Hamish: "That's bloody magic that idea! Hey - whit tae call it?"

Jimmy: "Wee anymul?"

Hamish: "Too simple - they'll never fall fir it."

Jimmy: "Sausage?"

Hamish: "Already done."

Jimmy: "Puddin'?... Ayebody loves pudding, do they not?"

Hamish: "Aye, true....Haud oan... Rabbie...?"

Rabbie: "Aye?"

Hamish: "See this boiled bit o' guts. Whit wid ye call it?"

Rabbie: "Ah'd ca' it the chieftan o' the puddin' race, ah would."

Jimmy: "Well, he's got a way wi' wurds, that wan."

Hamish: "Aye, no half."

Jimmy: "Ah got it!"

Hamish: "Whit?"

Jimmy: "We'll call it 'Haggis' - that's yon name o' Morag MacDougal's wee dug. Ah quite fancy her, ye ken. She'll be dead pleased that ah'v invented something named after her wee dug."
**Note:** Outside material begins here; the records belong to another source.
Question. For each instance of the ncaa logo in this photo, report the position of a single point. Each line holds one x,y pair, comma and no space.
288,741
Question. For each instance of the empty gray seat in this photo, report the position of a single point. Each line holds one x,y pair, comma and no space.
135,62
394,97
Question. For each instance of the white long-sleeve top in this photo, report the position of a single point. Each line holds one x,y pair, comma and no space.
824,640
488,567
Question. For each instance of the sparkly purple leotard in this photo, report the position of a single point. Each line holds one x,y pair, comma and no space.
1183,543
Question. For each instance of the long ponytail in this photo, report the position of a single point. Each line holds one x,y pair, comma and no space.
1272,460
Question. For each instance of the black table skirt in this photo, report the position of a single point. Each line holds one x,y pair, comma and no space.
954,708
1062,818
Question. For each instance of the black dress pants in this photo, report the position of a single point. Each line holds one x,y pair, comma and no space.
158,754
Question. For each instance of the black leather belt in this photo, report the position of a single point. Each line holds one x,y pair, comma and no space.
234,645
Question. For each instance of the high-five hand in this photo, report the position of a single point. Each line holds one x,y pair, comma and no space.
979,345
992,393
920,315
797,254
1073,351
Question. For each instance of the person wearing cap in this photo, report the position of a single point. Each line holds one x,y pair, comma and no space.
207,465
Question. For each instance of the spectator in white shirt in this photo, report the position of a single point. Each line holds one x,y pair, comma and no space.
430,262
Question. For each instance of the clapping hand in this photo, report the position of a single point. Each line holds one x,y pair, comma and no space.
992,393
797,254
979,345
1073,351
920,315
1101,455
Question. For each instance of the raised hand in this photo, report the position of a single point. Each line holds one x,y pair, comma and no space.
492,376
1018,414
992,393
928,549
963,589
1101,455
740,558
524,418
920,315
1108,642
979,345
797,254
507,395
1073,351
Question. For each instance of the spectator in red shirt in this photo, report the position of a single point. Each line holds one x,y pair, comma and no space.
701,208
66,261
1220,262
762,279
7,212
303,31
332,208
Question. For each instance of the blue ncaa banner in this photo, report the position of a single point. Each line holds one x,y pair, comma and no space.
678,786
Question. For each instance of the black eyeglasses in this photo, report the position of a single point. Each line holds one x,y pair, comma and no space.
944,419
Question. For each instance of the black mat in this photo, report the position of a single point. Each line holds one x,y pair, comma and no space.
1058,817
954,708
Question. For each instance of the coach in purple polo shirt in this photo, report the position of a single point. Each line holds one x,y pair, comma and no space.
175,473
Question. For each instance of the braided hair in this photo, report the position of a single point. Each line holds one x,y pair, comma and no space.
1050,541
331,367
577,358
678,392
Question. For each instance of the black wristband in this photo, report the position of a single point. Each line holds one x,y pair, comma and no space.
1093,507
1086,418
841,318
Hamish: "If it'll get ye intae her good books, then ah'v got nowt against tha' plan. All in the name o' love, eh wee man?"

Jimmy: "Och hey, you'z a real pal, ye ken tha'?"

Hamish: "Ah ken... an' while yer at it - how aboot we add some coo's blood tae a bit o' oatmeal, make a wee sausagey thing, and ca' that wan a delicacy tae?"

Jimmy: "Nah, let's let thon English dae that."

Hamish: "True, aye. We've got tae gie them something that they think they've actually invented fir themsels."

Meanwhile, in Taiwan:

Beauraucrat 1: "OK, I've got it!"

Beauraucrat 2: "Got what?"

Beauraucrat 1: "I've got a way of making this island seem as unappetising for invaders as possible."

Beauraucrat 2: "And...?"

Beauraucrat 1: "We make something that smells so repugnant and horrid that it causes the nostril hairs to literally singe, curl up, and die."

Beauraucrat 2: "What? We don't wash our feet for a month whilst wearing synthetic fibred socks?"

Beauraucrat 1: "Don't be riduculous, man... no-one's invented synthetic fibres yet - we're still pre-industrial revolution."

Beauraucrat 2: "Sorry. Getting a bit ahead of myself there. (Note to self - must remind myself to invent synthetic fibre socks once the industrial revolution takes off.)"

Beauraucrat 1: "No - I say this will be something that is a million times more offensive to the nasal passages than even the smell of vomit, brewed for a week in the confines of sweaty shoes worn by a rancid, rapidly decomposing cadaver."

Beauraucrat 2: "Why, that would keep the invaders away for sure... what's it going to be called?"

Beauraucrat 1: "I call it... tofu."

Beauraucrat 2: "Tofu? Sounds kinda pleasant and squishy to me. I think we need the brand-managers to get some marketing guys onto that. Let's think of a more... uh... appropriate name."

Beauraucrat 1: "OK, OK... stinky tofu?"

Beauraucrat 2: "Perfect! We'll be left alone for sure."